What is worse, she did not even accurately reflect the law. In Australia we have no law that mandates a cap on price movements and no requirement for people to disclose exactly why they have arrived at the price they have. If you do not like the price, you can go somewhere else. If you have decided that you want to structure your business from certain price points, you can do that. That is why we live in this market economy. Does the Prime Minister get that? No. The centralised view is that everything comes out of Canberra. She must think you have to approve it or something, but that is not the case.

The law actually says that small businesses, when they are making representations, cannot be false and misleading. What the Prime Minister did was falsely and in a misleading way incorrectly characterise the law to frighten and intimidate small business so that she can run around, saying, 'See, there is no impact. We were right with our wildly conservatively understated estimate of the price impact of the carbon tax. Look at that.' What is the consequence of that? What is the effect for small business in an already difficult trading environment, with wafer-thin margins, no sloppy profits to be found, costs going up everywhere and their own energy costs, all of which we have seen in government reports in which they have been understated over and over again?

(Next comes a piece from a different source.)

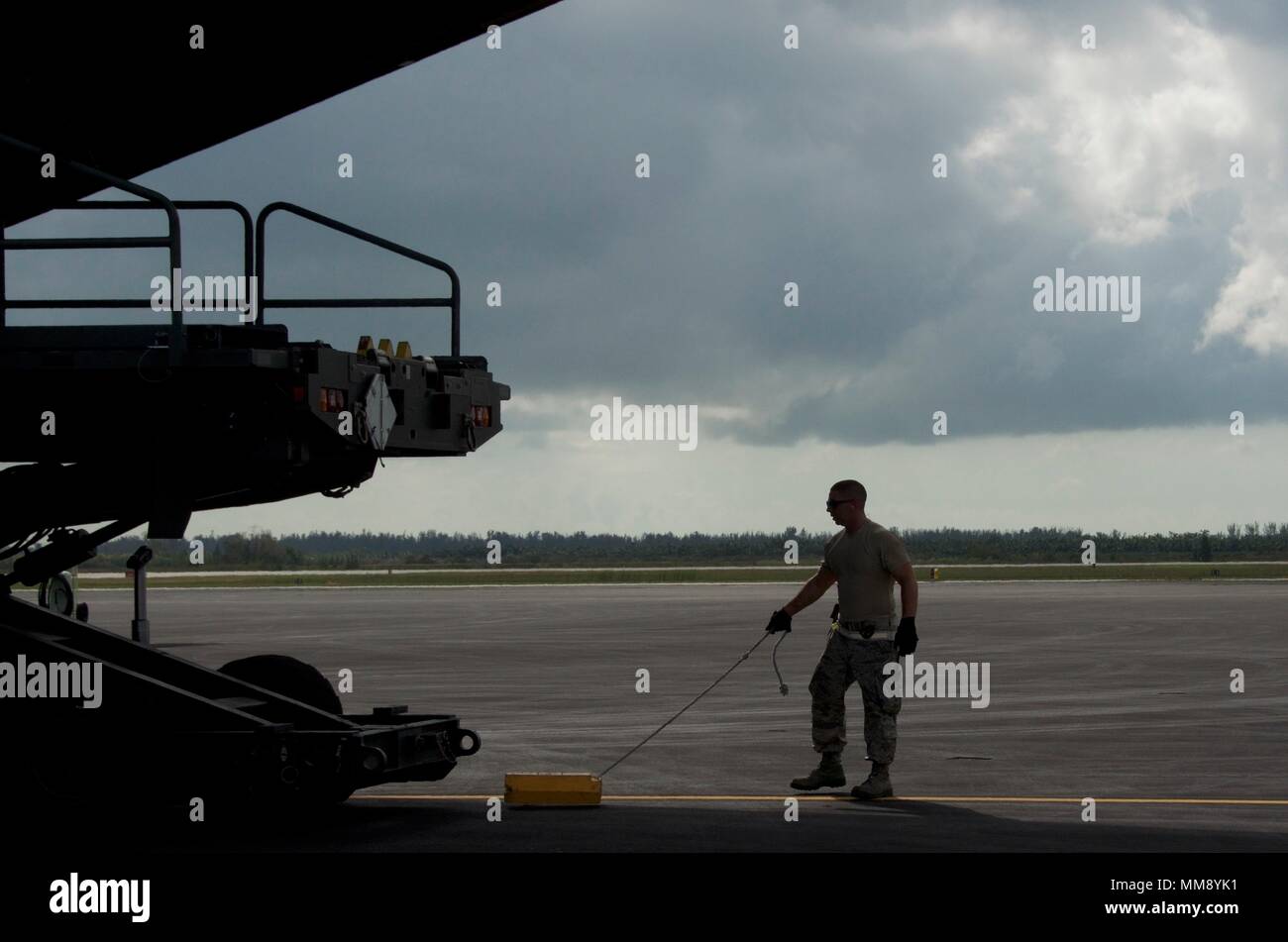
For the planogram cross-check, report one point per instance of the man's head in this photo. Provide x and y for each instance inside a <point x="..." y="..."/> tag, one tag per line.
<point x="845" y="502"/>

Rent is going up, gas is up and electricity is up. They have never run a business and, since I have been the shadow minister, we have our fourth small business minister that we are going to have educate about what a small business is. I am happy to keep working at that but please help me. It is an enormous task because there is no early evidence that I have been successful in letting the minister know what the impact is on small business. Have a look at some of these documents. We are doing the government's work for them, communicating the very essence of the scheme, as they describe it, and then they accuse the coalition of doing the wrong thing. You should be doing that, Minister. That is what the shadow small business minister and the opposition leader would not have to do if the government were fair dinkum and had half an interest in the plight of small business in this economy.

It goes further. The Assistant Treasurer, after not repeating his unsubstantiated claim in the media today about the nature of these documents, has scurried off, but he has made a contribution elsewhere. I raised the impact of the carbon tax and what it would mean for Westfield Penrith. There is now a carbon tax escalation clause in the lease of their tenants, so you have tenants faced with having carbon tax escalation factors affecting their leases, their direct energy costs, and we could have a long conversation—and I hope we get the chance—about the impact of energy costs in off-peak rates. I have had small businesses say to me, 'We have had to structure our business because we are a heavy energy user and we do the bulk of our heavy energy use during the night because the tariff is lower.' We have heard this right around the country, and they will get an enormous increase in their costs.

When we talked about Penrith, and the member for—wherever the election is.